Is that how this went?
Well, he was a fan of mine. I had already done a short-lived series. And then I did another pilot. I had worked for the network, CBS, several times but nothing really flew. And he said to me, you know, the "We have a lot of pilot scripts that we've green-lighted. I'm sure there's gonna to be something for you." I said, "You know, nothing's gonna fit me hand in glove because I'm too offbeat. You have to listen to the ideas that me and Peter have." He was a captive audience. Where was he gonna go — coach? So nine and a half hours later as we pulled into Charles de Gaulle Airport in Paris, he said, "OK, when we get back to LA, call me up and I'll set you up a meeting with our development person." I didn't really have the “Nanny” idea in my head at the time. But I ended up going to my girlfriend's house in the South of France, which was where I was connecting to, and she forgot to mention that she was gonna be there with her two screaming toddlers. I thought I would I would lose my mind. And Peter said Twiggy, the one and only, had called and invited me to visit her and her family in London. So I said to my girlfriend in France, "I have to get outta here. I love you, but this is no vacation."

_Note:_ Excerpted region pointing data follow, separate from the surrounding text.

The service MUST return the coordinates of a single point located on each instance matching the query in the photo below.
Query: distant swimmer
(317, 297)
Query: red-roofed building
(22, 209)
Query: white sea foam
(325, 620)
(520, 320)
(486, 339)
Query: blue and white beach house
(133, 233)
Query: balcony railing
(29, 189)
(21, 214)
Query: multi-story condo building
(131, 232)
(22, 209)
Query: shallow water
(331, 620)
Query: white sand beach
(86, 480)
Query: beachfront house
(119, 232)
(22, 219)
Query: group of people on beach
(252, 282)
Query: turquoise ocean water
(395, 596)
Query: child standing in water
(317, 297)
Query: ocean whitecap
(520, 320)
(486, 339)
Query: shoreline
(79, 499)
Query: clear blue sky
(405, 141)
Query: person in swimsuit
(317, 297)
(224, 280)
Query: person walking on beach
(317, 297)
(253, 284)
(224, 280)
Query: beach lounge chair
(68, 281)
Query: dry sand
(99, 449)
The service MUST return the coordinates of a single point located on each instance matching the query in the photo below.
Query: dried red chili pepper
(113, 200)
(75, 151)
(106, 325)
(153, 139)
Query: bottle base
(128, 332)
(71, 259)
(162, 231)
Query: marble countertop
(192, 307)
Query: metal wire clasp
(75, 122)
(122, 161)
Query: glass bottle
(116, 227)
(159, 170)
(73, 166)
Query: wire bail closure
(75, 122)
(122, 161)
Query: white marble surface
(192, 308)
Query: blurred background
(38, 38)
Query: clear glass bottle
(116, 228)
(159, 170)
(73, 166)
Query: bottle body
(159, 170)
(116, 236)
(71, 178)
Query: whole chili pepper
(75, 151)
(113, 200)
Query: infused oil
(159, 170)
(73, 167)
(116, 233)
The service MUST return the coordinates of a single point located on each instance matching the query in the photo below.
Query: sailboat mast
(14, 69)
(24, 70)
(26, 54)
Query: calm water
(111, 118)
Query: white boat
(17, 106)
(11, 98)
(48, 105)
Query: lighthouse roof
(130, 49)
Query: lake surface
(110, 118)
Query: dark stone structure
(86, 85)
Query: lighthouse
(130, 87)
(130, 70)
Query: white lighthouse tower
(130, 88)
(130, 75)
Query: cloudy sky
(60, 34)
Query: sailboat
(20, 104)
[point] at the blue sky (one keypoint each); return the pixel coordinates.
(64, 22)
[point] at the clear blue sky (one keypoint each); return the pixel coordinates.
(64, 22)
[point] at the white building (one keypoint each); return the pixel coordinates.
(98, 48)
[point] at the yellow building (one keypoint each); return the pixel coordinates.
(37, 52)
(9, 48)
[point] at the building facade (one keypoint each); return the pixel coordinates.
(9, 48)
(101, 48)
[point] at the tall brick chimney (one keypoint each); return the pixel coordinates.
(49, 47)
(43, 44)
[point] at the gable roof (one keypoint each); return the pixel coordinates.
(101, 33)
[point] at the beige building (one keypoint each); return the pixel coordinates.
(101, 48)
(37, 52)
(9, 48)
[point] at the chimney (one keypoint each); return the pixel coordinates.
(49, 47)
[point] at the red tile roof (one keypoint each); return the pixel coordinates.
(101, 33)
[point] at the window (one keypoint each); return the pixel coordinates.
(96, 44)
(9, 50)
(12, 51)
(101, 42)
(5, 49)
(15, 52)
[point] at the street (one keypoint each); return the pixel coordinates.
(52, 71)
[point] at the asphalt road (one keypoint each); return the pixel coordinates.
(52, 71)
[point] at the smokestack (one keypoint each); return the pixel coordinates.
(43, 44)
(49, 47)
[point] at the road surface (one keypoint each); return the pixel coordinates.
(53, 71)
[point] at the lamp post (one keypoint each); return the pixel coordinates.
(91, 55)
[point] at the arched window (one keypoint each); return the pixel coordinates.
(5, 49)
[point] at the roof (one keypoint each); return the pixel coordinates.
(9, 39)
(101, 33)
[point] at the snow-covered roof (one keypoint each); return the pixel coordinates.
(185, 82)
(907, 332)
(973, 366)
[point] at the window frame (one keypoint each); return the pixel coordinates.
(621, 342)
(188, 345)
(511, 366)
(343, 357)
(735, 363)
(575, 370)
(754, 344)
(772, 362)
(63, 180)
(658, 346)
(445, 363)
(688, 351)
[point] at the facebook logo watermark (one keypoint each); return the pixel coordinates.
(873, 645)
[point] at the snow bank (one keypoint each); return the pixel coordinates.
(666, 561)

I went to visit Twiggy and her family in London. Well, she and her husband were busy working. I started taking their little 12-year-old schoolgirl all over London with me. And she was just a proper little British schoolgirl. She's walking around and she said, "Oh, Fran, my new shoes are hurting me." I'm thinking, "What is this, she wants me to take her home?" I said, "Honey, step on the backs of 'em." And she said, "Won't that break them?" And I said, "Break them in." And I thought to myself, oh, this is such a funny relationship because I'm not telling her what's good for her. I'm telling her what's good for me.
When I went to bed, 5:00 in the morning, it was still early in L.A. because it was eight hours earlier. I called Peter. I said, you know, "I think I have the idea that we should pitch to Jeff." I said, "What do you think about a spin on 'The Sound of Music,' only instead of Julie Andrews, I come to the door?" He thought for just a moment. And he has an excellent sense of these things. He said, "That's it. That's the show we're gonna develop and pitch." That was the beginning of “The Nanny.”

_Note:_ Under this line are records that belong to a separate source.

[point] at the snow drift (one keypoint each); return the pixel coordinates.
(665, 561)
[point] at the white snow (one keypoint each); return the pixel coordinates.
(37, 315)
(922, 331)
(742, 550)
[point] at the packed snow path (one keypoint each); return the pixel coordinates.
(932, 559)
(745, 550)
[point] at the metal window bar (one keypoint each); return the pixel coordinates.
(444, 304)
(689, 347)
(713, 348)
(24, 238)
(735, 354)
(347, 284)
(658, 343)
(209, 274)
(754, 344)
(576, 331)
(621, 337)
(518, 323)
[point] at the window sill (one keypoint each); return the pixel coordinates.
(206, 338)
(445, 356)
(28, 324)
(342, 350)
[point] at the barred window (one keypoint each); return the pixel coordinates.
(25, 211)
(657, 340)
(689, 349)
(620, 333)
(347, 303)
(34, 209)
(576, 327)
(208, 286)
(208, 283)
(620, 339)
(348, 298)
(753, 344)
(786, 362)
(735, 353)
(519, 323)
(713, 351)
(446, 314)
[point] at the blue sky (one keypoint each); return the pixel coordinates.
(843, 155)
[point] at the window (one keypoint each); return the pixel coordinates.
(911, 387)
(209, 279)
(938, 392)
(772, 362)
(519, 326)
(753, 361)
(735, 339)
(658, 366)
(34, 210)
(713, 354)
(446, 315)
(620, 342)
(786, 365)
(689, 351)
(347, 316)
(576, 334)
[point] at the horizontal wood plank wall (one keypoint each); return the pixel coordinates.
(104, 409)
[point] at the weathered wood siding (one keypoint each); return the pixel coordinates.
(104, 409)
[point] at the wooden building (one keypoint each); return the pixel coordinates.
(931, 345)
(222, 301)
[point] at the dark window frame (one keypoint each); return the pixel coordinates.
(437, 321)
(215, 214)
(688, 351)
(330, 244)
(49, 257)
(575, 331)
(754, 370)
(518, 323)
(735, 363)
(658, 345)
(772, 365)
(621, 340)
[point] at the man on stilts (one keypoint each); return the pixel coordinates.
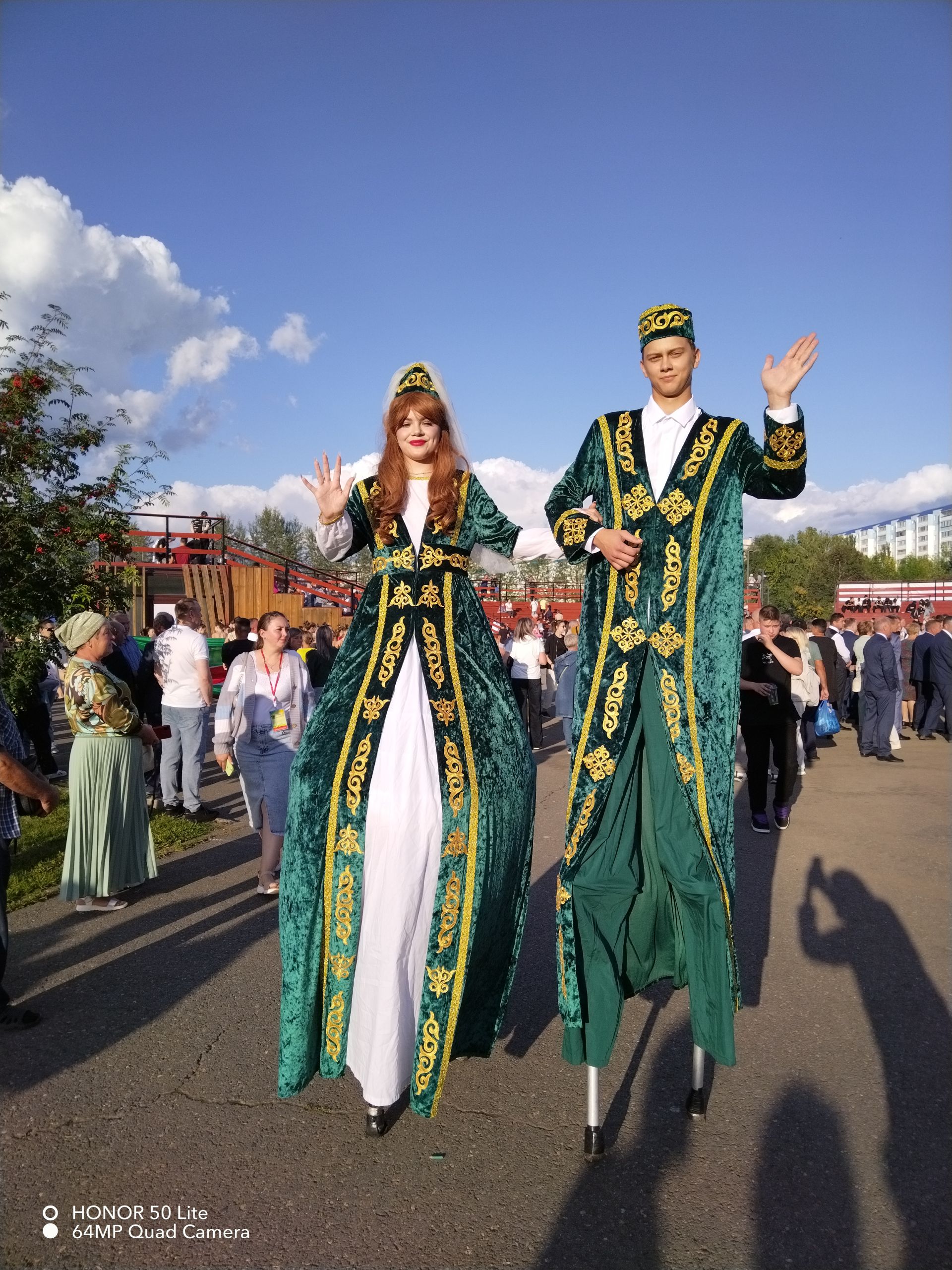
(647, 886)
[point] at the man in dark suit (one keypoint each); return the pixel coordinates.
(880, 685)
(922, 656)
(940, 679)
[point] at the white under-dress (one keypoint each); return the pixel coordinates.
(403, 845)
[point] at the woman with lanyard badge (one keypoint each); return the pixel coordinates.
(261, 717)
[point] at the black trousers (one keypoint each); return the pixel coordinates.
(758, 737)
(529, 698)
(879, 718)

Your career is more than one role. You're on Broadway right now playing the wicked stepmother in “Cinderella.” Why that role?
You know, this is the first character that I've ever played that really is kind of a mean character. I'm usually like the hooker with the heart of gold. I was really worried at first. Even during rehearsal, I was thinking, I can't say these things. It's so awful. And everybody's gonna hate me. But slowly but surely, through the rehearsal process, I reinvented the character.
I made her very glamorous and self-absorbed and very fun to watch, and really someone that you love to hate. And then, you know, she kind of comes around in the end and softens a bit. She's not the same through the whole show. She grows. I was just so thrilled to be offered, you know, a role in a Rodgers and Hammerstein musical, because I'm not really a singer. And this role happens to be the biggest speaking part and the smallest singing part. And to be on Broadway in such a classic tale in a Rodgers and Hammerstein musical, it's just phenomenal. I'm having such a large experience. It's one of the great highlights in my career.
This interview has been edited and condensed.